ABSTRACT

A fundamental issue around large corporations is to understand how they contribute to the formation of national and global economies. Starting from Perroux (1955), who viewed growth within the network of industries, the network linkages amongst enterprises have been considered both at the regional and national level through input–output relations, and at the international level through cross-border investment by transnational corporations (TNCs) (Myrdal 1957, Hirschman 1958, Perroux, 1973). However, these ongoing interactions started to constrain institutions as they became no longer ‘independent’ (Granovetter 1985: 482).
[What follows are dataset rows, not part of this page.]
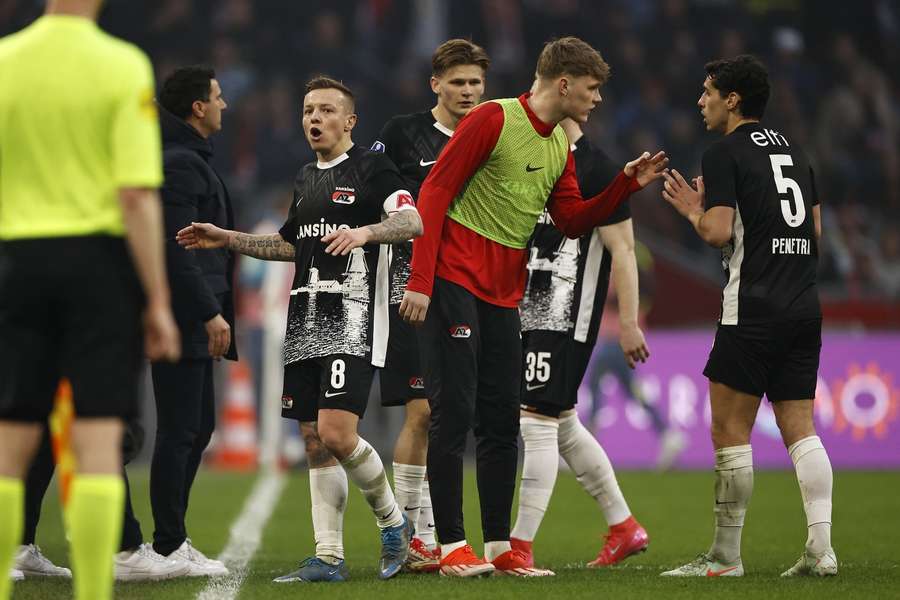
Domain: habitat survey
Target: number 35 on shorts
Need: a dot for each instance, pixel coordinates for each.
(537, 367)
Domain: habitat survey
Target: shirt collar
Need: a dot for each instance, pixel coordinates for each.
(543, 129)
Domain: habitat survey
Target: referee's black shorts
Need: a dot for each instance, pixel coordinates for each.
(69, 307)
(778, 360)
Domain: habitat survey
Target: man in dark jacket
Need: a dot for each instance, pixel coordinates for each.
(191, 111)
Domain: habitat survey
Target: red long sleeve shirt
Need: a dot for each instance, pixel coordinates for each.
(491, 271)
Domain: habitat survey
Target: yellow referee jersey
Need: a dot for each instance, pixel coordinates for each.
(77, 122)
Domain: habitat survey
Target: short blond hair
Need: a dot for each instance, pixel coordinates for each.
(323, 82)
(571, 56)
(456, 52)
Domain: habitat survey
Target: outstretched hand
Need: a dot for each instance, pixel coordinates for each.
(202, 236)
(646, 168)
(342, 241)
(680, 194)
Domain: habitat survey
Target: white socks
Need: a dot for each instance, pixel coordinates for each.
(408, 481)
(494, 549)
(328, 492)
(815, 478)
(587, 459)
(538, 475)
(734, 486)
(365, 469)
(425, 524)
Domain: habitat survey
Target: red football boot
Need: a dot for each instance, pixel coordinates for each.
(623, 540)
(515, 563)
(463, 562)
(420, 559)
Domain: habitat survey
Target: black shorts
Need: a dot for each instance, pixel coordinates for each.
(401, 379)
(554, 365)
(780, 360)
(69, 307)
(339, 381)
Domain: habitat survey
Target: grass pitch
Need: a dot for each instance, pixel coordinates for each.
(676, 509)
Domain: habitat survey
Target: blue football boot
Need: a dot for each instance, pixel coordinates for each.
(394, 549)
(315, 569)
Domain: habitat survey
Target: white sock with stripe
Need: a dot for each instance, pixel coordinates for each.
(365, 469)
(587, 459)
(734, 486)
(539, 471)
(408, 481)
(328, 495)
(816, 479)
(425, 524)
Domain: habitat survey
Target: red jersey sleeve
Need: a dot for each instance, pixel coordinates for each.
(469, 147)
(575, 216)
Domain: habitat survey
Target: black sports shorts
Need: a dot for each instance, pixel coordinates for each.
(553, 367)
(69, 307)
(338, 381)
(780, 360)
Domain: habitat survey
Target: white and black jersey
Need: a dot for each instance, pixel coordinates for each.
(771, 260)
(568, 279)
(339, 303)
(413, 142)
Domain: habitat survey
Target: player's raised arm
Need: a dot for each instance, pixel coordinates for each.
(267, 246)
(714, 226)
(402, 223)
(575, 216)
(619, 239)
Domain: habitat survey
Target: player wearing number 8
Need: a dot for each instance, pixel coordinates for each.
(348, 205)
(762, 209)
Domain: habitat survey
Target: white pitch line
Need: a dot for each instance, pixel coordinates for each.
(246, 535)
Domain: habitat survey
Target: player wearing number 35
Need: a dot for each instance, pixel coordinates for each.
(762, 210)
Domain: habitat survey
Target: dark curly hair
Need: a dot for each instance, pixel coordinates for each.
(184, 87)
(746, 76)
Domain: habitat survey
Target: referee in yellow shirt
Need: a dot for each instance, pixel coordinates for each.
(80, 236)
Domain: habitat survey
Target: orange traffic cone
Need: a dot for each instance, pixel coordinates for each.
(236, 447)
(61, 438)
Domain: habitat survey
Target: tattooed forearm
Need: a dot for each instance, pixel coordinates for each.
(270, 246)
(399, 227)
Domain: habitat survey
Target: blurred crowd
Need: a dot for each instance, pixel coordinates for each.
(833, 66)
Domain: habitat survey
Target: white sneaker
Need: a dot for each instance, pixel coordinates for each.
(144, 564)
(201, 566)
(706, 566)
(823, 565)
(671, 445)
(32, 563)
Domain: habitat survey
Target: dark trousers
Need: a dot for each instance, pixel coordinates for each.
(472, 354)
(185, 412)
(41, 472)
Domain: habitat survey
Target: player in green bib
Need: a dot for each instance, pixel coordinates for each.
(506, 161)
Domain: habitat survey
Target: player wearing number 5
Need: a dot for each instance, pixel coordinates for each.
(762, 210)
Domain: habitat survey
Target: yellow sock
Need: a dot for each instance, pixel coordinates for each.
(12, 507)
(94, 518)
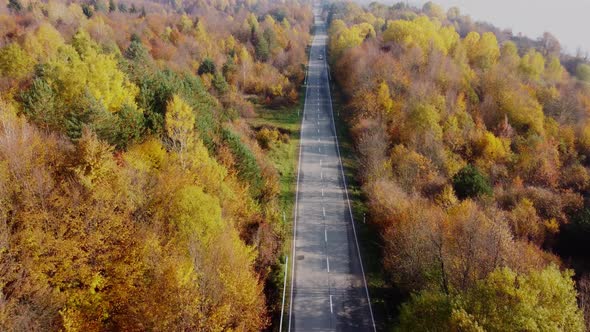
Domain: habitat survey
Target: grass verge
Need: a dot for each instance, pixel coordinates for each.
(384, 298)
(285, 157)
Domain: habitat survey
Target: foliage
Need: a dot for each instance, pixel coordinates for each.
(473, 145)
(503, 301)
(469, 182)
(117, 179)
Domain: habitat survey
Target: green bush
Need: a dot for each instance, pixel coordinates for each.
(246, 165)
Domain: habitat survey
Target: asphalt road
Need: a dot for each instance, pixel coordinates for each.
(329, 291)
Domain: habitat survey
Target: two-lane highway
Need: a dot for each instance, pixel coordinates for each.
(329, 291)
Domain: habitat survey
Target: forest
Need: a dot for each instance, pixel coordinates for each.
(134, 194)
(473, 146)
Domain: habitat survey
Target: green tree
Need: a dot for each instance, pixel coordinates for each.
(15, 6)
(180, 123)
(207, 67)
(469, 182)
(542, 300)
(583, 72)
(15, 63)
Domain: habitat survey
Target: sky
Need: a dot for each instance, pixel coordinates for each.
(568, 20)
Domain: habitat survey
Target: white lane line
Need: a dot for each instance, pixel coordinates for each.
(348, 199)
(331, 311)
(308, 90)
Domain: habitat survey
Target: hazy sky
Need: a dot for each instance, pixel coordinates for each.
(568, 20)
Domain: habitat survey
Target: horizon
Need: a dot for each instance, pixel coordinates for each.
(565, 20)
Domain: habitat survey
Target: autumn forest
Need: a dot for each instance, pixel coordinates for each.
(147, 170)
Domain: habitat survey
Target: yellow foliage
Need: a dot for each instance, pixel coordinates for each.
(422, 32)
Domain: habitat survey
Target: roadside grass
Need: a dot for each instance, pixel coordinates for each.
(385, 299)
(285, 157)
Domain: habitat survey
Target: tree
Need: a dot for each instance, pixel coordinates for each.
(532, 65)
(180, 123)
(15, 63)
(542, 300)
(207, 67)
(583, 72)
(15, 6)
(550, 46)
(469, 182)
(88, 10)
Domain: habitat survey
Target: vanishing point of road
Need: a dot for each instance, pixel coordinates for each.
(329, 290)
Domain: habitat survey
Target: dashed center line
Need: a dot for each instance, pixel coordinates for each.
(331, 311)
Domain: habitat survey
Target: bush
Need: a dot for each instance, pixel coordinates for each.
(207, 67)
(469, 182)
(267, 137)
(246, 165)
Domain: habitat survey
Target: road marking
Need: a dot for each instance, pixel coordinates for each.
(295, 215)
(348, 202)
(331, 311)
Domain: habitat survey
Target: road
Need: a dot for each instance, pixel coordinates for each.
(328, 292)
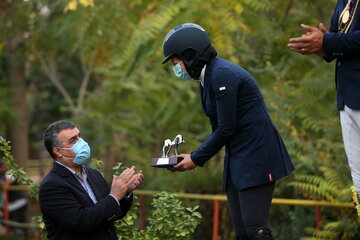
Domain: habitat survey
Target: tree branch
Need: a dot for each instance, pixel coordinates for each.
(50, 71)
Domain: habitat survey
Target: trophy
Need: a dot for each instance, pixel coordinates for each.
(165, 161)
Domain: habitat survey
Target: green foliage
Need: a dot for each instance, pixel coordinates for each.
(17, 172)
(330, 186)
(169, 220)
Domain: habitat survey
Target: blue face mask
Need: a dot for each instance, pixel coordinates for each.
(180, 73)
(82, 152)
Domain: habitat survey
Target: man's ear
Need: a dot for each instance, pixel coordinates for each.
(57, 152)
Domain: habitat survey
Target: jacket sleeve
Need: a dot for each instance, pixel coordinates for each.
(225, 88)
(59, 202)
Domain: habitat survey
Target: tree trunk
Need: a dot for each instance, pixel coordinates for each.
(19, 132)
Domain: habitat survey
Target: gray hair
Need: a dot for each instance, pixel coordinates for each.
(51, 138)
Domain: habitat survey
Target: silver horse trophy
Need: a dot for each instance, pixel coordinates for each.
(165, 161)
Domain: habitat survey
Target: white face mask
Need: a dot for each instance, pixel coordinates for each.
(179, 73)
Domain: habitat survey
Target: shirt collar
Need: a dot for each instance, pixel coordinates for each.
(202, 76)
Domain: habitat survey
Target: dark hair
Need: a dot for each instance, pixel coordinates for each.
(51, 134)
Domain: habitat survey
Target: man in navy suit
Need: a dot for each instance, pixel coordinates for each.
(342, 43)
(75, 200)
(255, 154)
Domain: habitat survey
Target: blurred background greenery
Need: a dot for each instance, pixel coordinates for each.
(98, 64)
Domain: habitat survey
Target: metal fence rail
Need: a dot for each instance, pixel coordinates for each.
(216, 198)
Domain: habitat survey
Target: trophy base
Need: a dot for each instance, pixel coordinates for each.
(165, 162)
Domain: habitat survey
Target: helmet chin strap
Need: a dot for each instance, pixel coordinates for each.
(191, 65)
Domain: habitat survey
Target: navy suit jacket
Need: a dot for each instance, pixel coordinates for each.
(69, 212)
(345, 48)
(255, 152)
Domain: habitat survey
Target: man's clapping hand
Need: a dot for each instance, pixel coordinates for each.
(126, 182)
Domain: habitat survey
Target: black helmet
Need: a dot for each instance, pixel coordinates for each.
(183, 37)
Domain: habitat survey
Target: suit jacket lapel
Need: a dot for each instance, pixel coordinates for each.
(70, 178)
(94, 185)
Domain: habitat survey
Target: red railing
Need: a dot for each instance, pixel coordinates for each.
(207, 197)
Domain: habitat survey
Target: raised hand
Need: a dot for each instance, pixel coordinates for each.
(311, 42)
(121, 184)
(185, 164)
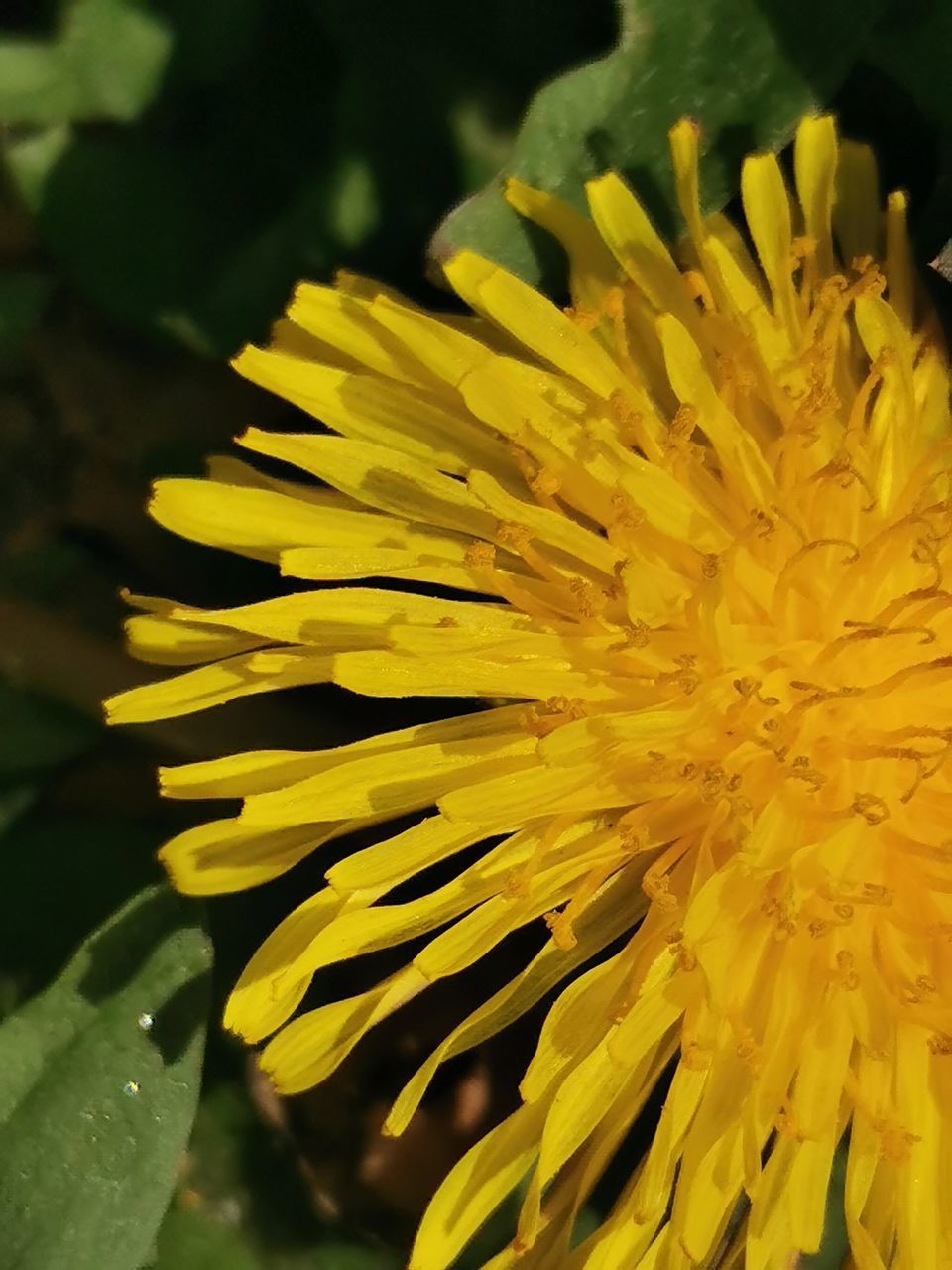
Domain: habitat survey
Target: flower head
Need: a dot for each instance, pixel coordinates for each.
(692, 540)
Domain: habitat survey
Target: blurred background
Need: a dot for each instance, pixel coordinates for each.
(169, 171)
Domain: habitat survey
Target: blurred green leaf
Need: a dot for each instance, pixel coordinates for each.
(105, 63)
(746, 70)
(243, 1202)
(834, 1247)
(189, 1239)
(23, 295)
(96, 1107)
(98, 861)
(37, 733)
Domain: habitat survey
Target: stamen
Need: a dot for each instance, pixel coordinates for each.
(871, 807)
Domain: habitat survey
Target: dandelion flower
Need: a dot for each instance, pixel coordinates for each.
(690, 539)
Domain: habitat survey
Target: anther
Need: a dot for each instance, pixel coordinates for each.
(711, 566)
(480, 556)
(871, 807)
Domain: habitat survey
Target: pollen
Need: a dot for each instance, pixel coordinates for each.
(685, 548)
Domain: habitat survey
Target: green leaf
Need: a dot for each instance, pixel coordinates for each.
(37, 733)
(96, 1103)
(23, 294)
(105, 63)
(744, 70)
(189, 1238)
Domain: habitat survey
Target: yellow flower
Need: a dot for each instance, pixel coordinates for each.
(705, 518)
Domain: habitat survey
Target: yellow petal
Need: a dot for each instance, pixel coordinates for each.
(615, 908)
(380, 477)
(226, 855)
(216, 685)
(535, 321)
(307, 1051)
(815, 167)
(255, 522)
(857, 217)
(390, 783)
(476, 1187)
(381, 412)
(592, 271)
(767, 209)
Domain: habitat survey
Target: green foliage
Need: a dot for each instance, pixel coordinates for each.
(104, 63)
(95, 1107)
(23, 294)
(37, 733)
(746, 71)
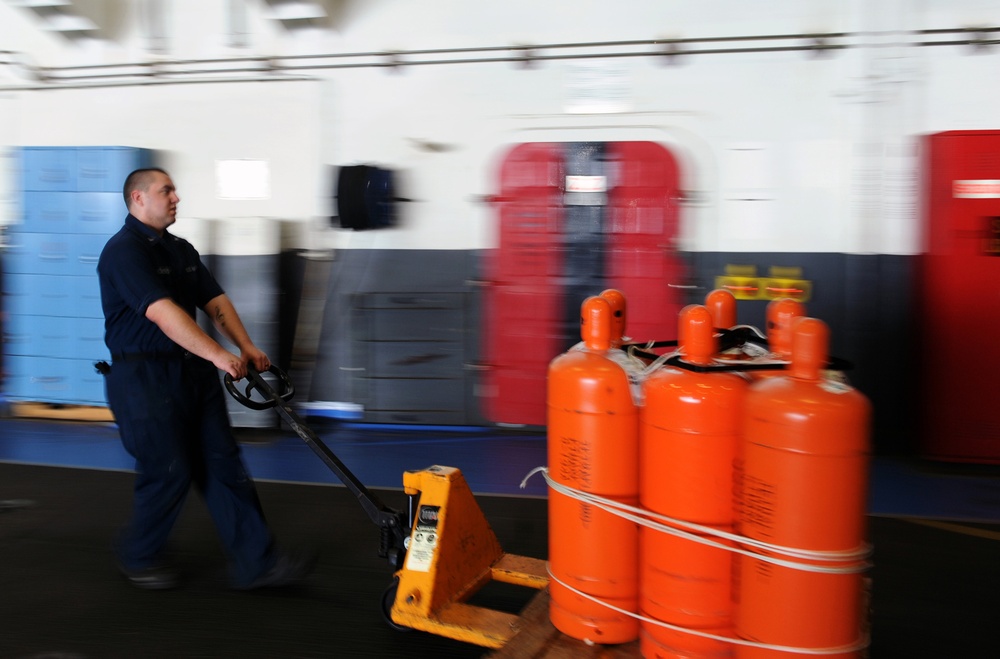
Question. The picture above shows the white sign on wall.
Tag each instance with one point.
(242, 179)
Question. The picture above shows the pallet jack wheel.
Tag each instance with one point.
(388, 598)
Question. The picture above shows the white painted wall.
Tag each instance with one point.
(780, 151)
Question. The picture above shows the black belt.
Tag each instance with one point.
(167, 355)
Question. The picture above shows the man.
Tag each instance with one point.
(164, 391)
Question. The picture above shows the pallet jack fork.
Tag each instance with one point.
(443, 550)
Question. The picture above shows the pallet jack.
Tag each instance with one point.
(442, 550)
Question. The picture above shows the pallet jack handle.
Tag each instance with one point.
(394, 526)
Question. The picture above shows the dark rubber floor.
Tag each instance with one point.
(936, 583)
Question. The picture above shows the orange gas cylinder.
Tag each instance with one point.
(689, 435)
(593, 437)
(618, 315)
(721, 303)
(804, 470)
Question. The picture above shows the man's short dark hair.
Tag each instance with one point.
(138, 180)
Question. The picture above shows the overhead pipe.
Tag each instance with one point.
(278, 68)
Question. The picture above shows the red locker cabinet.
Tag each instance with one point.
(960, 297)
(574, 218)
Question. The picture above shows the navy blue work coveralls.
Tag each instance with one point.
(170, 406)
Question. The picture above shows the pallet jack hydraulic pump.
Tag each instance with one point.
(442, 550)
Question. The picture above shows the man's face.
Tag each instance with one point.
(157, 203)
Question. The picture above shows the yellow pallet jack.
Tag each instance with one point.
(443, 550)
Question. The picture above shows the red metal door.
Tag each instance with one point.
(960, 297)
(536, 266)
(643, 227)
(523, 299)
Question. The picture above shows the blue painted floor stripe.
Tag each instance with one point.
(493, 462)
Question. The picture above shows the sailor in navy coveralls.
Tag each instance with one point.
(164, 391)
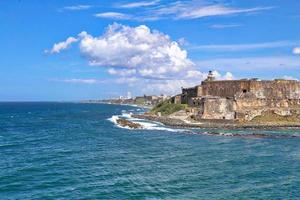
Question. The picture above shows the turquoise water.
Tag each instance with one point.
(72, 151)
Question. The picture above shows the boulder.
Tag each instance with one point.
(127, 123)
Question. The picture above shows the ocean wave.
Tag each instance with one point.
(146, 125)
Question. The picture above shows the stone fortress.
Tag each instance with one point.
(241, 100)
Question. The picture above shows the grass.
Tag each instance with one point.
(274, 118)
(167, 108)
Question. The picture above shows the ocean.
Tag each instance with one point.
(76, 151)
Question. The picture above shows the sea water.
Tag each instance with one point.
(77, 151)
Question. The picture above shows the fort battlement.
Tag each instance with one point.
(242, 99)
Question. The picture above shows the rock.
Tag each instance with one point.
(126, 123)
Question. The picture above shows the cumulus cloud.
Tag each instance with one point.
(138, 56)
(113, 15)
(151, 53)
(81, 81)
(62, 45)
(289, 77)
(296, 50)
(140, 4)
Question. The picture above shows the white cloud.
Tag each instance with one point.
(137, 56)
(113, 15)
(140, 4)
(151, 53)
(244, 47)
(289, 78)
(296, 50)
(221, 26)
(200, 9)
(77, 7)
(62, 45)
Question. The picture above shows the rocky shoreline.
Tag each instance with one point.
(173, 122)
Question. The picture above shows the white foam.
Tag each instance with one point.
(114, 119)
(146, 125)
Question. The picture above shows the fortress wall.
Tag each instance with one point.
(225, 88)
(277, 89)
(218, 108)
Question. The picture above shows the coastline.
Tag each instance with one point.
(120, 104)
(178, 123)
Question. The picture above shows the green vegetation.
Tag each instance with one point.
(167, 108)
(273, 118)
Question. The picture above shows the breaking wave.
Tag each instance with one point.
(146, 124)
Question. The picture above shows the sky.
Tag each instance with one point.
(63, 50)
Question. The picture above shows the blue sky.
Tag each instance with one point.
(72, 50)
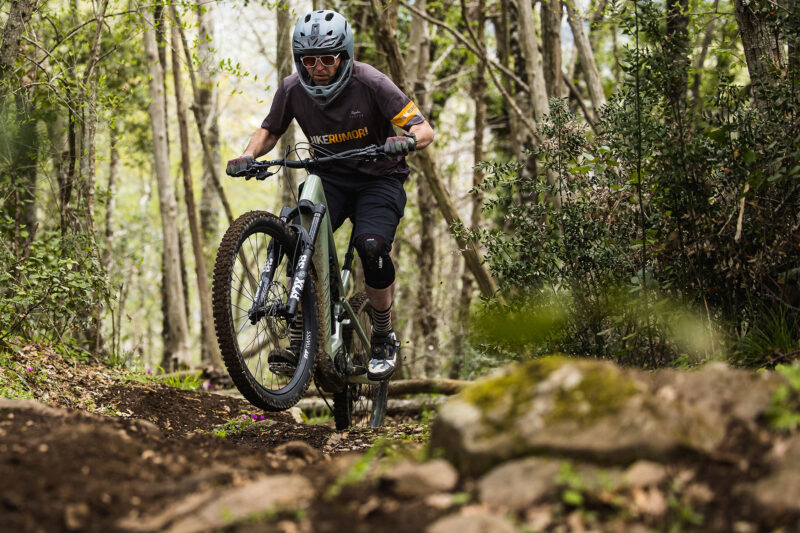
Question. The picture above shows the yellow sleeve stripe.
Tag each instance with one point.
(405, 115)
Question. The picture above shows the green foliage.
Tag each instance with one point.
(14, 379)
(183, 382)
(775, 338)
(674, 221)
(51, 291)
(317, 417)
(784, 410)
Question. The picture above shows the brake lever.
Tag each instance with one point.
(265, 175)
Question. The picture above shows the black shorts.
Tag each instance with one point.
(375, 206)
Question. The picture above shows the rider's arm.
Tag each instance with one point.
(424, 134)
(262, 142)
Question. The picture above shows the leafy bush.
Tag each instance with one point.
(50, 292)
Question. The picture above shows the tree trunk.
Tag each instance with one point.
(210, 351)
(19, 14)
(763, 47)
(697, 102)
(425, 315)
(538, 90)
(586, 57)
(285, 66)
(552, 13)
(425, 158)
(208, 153)
(176, 339)
(503, 31)
(478, 91)
(23, 172)
(206, 96)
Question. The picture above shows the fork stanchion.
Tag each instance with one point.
(301, 271)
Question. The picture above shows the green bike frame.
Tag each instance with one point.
(325, 260)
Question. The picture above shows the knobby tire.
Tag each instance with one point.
(360, 404)
(240, 259)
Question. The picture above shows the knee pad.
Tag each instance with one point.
(374, 253)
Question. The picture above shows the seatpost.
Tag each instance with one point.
(348, 265)
(301, 271)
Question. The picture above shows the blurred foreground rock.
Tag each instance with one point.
(671, 448)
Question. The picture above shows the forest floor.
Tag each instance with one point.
(94, 449)
(88, 448)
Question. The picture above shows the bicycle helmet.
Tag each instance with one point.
(318, 33)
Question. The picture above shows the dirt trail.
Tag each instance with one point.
(96, 450)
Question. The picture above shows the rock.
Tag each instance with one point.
(517, 485)
(595, 411)
(297, 414)
(33, 406)
(217, 508)
(472, 523)
(410, 479)
(300, 450)
(76, 515)
(645, 474)
(778, 493)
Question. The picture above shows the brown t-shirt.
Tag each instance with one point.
(361, 115)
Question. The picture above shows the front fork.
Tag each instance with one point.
(289, 309)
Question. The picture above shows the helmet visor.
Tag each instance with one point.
(327, 60)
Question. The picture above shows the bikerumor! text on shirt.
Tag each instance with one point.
(361, 115)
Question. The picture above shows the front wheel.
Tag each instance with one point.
(360, 404)
(253, 344)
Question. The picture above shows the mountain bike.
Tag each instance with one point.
(278, 275)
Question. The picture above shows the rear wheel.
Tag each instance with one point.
(246, 340)
(360, 404)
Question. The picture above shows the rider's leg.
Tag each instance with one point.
(381, 300)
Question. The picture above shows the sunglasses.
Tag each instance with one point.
(326, 60)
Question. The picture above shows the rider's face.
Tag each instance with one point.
(321, 74)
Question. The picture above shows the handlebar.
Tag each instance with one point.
(260, 169)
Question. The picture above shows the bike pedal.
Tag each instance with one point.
(356, 370)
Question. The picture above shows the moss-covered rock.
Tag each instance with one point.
(594, 410)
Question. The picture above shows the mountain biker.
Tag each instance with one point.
(343, 104)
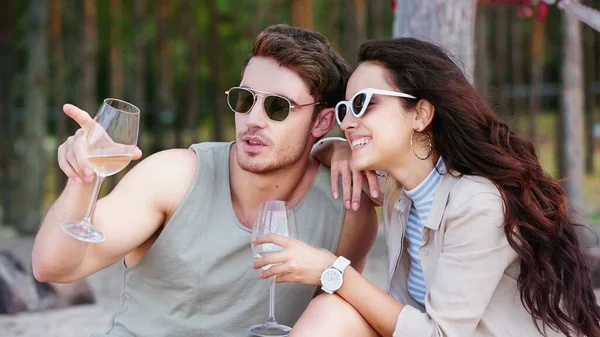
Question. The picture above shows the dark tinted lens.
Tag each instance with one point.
(277, 108)
(341, 111)
(240, 100)
(358, 102)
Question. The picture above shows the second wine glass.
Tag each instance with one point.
(273, 216)
(110, 142)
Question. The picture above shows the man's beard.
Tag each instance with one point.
(281, 159)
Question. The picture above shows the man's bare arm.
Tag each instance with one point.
(128, 216)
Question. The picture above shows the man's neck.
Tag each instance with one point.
(248, 189)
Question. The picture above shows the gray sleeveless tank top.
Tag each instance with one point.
(197, 279)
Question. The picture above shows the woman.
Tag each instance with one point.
(479, 239)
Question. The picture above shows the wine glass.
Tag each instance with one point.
(110, 141)
(273, 216)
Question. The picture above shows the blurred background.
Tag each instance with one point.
(538, 66)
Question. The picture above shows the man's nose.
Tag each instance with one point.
(257, 116)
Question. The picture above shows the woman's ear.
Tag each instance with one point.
(323, 122)
(424, 114)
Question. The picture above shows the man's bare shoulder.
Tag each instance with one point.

Granovetter (1985) explained the concept of embeddedness in terms of the role of social relations in economic transactions and this has given rise to a powerful model of local economic growth that draws on a range of complementary literatures on new industrial spaces, learning regions, innovative milieu and regional innovation systems, clusters, and the creative class (for example Storper 1997, Braczyk et al. 1998, Porter 1998, Florida 2002, MacKinnon, Cumbers and Chapman 2002, Cumbers, MacKinnon and Chapman 2003). The aim of this chapter is to study the geographical agglomeration of the top 500 large corporations in Turkey. It argues that local embeddedness of those corporations leads to an institutional thickness that is thought to be one crucial success factor for regions in a globalizing economy.